Sa lance réapparut, enserrée entre ses mains osseuses comme prêtes à harponner leur proie. Si l'adrénaline électronique existait, il serait sûrement submergé de ses effets. Il ferait de son mieux pour détruire le maximum d'installations… Quel bonheur binaire !

Trente secondes… L'énergie se dégageant de son corps perturbait son environnement, engendrant un silence mortuaire sur une centaine de mètres alentours.

Dans le train Noé avait tiré l'alarme incendie. Le blindage de leur wagon se levait lentement et la connexion reprenait une vitesse normale. Dans la grande gare de Canton, la population avait repéré l'Ange et tentait de se mettre à l'abri, courrant en tous sens.

Quel abri peut vous protéger ? Petites puces… et vous voulez m'échapper ?

Leurs cris disparurent et devinrent inaudibles. L'Ange était sur eux, mais les dédaigna, n'ayant pas terminé sa course.

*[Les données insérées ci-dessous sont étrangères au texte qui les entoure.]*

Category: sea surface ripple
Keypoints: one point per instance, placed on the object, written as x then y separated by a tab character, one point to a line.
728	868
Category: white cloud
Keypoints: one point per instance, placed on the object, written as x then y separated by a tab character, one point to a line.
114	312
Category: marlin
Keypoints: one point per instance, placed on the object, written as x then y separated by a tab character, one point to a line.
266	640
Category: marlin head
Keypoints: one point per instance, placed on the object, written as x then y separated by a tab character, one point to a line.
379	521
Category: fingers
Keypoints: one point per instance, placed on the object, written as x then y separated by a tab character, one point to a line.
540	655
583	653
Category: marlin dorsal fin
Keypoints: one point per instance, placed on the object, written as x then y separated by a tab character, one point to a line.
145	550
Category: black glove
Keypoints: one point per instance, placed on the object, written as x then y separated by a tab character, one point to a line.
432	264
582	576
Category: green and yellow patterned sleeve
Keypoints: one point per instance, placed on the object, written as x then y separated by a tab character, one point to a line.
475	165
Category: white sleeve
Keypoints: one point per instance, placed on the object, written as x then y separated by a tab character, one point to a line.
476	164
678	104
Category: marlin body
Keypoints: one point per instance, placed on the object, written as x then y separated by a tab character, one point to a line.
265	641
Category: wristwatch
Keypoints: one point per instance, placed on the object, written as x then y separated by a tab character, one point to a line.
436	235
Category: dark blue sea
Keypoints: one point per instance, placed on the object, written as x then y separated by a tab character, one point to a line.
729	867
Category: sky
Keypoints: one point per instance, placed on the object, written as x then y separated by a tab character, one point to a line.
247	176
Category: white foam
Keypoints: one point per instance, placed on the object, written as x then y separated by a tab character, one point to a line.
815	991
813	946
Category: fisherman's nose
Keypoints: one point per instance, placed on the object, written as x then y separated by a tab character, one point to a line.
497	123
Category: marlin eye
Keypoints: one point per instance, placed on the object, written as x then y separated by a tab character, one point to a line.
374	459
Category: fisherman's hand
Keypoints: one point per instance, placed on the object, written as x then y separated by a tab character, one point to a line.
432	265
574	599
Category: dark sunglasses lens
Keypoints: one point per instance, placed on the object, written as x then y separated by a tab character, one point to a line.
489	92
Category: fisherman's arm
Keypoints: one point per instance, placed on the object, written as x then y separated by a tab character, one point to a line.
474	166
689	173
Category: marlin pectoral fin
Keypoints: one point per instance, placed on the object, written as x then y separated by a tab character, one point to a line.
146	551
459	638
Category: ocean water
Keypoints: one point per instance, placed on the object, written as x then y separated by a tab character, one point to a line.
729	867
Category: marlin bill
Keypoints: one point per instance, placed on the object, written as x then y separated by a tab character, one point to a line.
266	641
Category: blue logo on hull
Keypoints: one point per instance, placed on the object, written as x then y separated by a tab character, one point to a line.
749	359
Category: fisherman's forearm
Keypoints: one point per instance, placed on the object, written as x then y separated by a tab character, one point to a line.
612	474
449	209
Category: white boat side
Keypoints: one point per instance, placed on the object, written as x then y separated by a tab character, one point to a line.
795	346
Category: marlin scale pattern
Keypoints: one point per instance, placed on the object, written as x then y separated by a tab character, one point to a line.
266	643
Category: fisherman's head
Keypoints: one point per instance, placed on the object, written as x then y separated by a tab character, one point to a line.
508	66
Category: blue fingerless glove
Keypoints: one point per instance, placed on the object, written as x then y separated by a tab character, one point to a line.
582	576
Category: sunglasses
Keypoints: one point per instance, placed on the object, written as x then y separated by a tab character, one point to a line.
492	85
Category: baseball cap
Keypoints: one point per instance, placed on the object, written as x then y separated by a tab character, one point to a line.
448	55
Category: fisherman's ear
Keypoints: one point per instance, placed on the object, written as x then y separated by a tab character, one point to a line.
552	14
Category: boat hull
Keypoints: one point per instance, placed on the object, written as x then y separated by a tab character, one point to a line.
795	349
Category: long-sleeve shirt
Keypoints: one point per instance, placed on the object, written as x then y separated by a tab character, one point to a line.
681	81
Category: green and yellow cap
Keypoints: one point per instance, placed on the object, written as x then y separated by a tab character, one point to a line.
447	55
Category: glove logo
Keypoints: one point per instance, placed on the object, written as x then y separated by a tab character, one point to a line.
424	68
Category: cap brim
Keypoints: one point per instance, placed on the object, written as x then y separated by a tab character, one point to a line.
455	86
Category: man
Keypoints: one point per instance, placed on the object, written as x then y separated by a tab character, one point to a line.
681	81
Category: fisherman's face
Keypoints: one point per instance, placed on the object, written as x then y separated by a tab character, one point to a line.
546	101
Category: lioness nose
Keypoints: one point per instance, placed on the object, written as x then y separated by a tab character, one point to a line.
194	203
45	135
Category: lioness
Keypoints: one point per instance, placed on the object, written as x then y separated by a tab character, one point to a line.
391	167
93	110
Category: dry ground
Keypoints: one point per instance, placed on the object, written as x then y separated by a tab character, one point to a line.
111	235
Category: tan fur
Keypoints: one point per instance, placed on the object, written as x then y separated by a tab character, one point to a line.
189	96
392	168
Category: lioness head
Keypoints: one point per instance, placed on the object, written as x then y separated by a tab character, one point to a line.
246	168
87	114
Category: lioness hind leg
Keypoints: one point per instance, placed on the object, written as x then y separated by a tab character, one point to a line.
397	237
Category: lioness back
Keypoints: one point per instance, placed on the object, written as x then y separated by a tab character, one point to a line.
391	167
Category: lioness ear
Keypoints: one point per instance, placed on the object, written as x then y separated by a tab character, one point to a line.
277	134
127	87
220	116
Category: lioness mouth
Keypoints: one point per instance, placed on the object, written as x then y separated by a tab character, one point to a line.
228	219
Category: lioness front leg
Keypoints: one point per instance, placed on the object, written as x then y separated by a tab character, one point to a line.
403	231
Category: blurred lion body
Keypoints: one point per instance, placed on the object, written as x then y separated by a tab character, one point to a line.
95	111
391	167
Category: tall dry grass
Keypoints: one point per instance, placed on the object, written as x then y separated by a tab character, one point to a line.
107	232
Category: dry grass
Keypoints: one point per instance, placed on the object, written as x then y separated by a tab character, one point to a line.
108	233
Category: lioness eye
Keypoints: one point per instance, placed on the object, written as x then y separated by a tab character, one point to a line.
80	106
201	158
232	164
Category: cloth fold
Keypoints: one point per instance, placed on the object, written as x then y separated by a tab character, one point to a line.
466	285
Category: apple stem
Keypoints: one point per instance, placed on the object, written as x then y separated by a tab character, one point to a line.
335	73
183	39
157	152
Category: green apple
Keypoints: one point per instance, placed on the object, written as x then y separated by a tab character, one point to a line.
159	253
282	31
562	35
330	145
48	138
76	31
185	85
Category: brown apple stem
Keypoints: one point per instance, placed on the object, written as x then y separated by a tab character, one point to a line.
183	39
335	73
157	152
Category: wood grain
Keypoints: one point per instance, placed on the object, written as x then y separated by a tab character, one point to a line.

_ Plus que cinq secondes ! cria Tetsuo, les yeux rivés sur son écran.

Même si personne ne pouvait entendre ses mots, tous avaient pu les lire sur ses lèvres. Ses doigts s'abaissaient uns à uns de sa main tendue.

Quatre… L'Ange entrait en gare, ralentissant un peu, slalomant entre les poteaux, fils électriques, balayant au passage les voyageurs comme de vulgaires fétus de paille. Trois… Le cri du prédateur approchait du train, figeant les passagers aveugles derrière leur blindage. Deux… Les yeux de Noé éblouirent le compartiment, il s'agenouilla sous le coup de la douleur qui l'assaillait. Naïa maintenait sa tête contre sa poitrine. Protectrice. Un… Il sembla à Tetsuo que tout s'était arrêté, que l'ordinateur n'irait pas plus loin. Avait-il correctement codé son programme ?

Opération Achevée…

Les trente tonnes de technologie révolutionnaire constituant l'Ange s'écrasèrent dans leur élan sur le train, traversant deux wagons près de ceux des agents du CRIJ. Sa lance se planta à travers les voitures, entre les rails, et le projeta violement trois voies plus loin, balayant les poteaux comme des quilles et détruisant les quais de béton, projetant les voyageurs en tous sens avant de s'immobiliser dans un nuage de poussière.

Tuer un Ange porte malheur.

Noé se frottait les yeux alors que la douleur disparaissait peu à peu. Dehors, les patrouilles MP investissaient la gare et encerclaient leur wagon, leur criant de se rendre. Naïa prit le flingue du bidasse et fracassa la vitre à l'aide de la crosse. Elle aperçu alors les soldats en combinaison anti-radiations, armés jusqu'aux dents, qui la pointaient de leurs viseurs lasers. Elle laissa balancer l'arme au bout de son index, les deux mains en évidence.

_ Il nous faut des secours.

L'arme tomba sur les rails. Elle soupira et ajouta avec un sourire candide :

_ S'il vous plait.



[1] Police militaire

[2] Depuis les années 2020, les enfants de la majorité des pays sont affublés d’une puce dans le poignet réagissant aux drogues et provoquant chez la personne un profond dégoût pour les produits de synthèse. La couleur vient d’une réaction avec l’organisme créant une tache bleutée sous le poignet.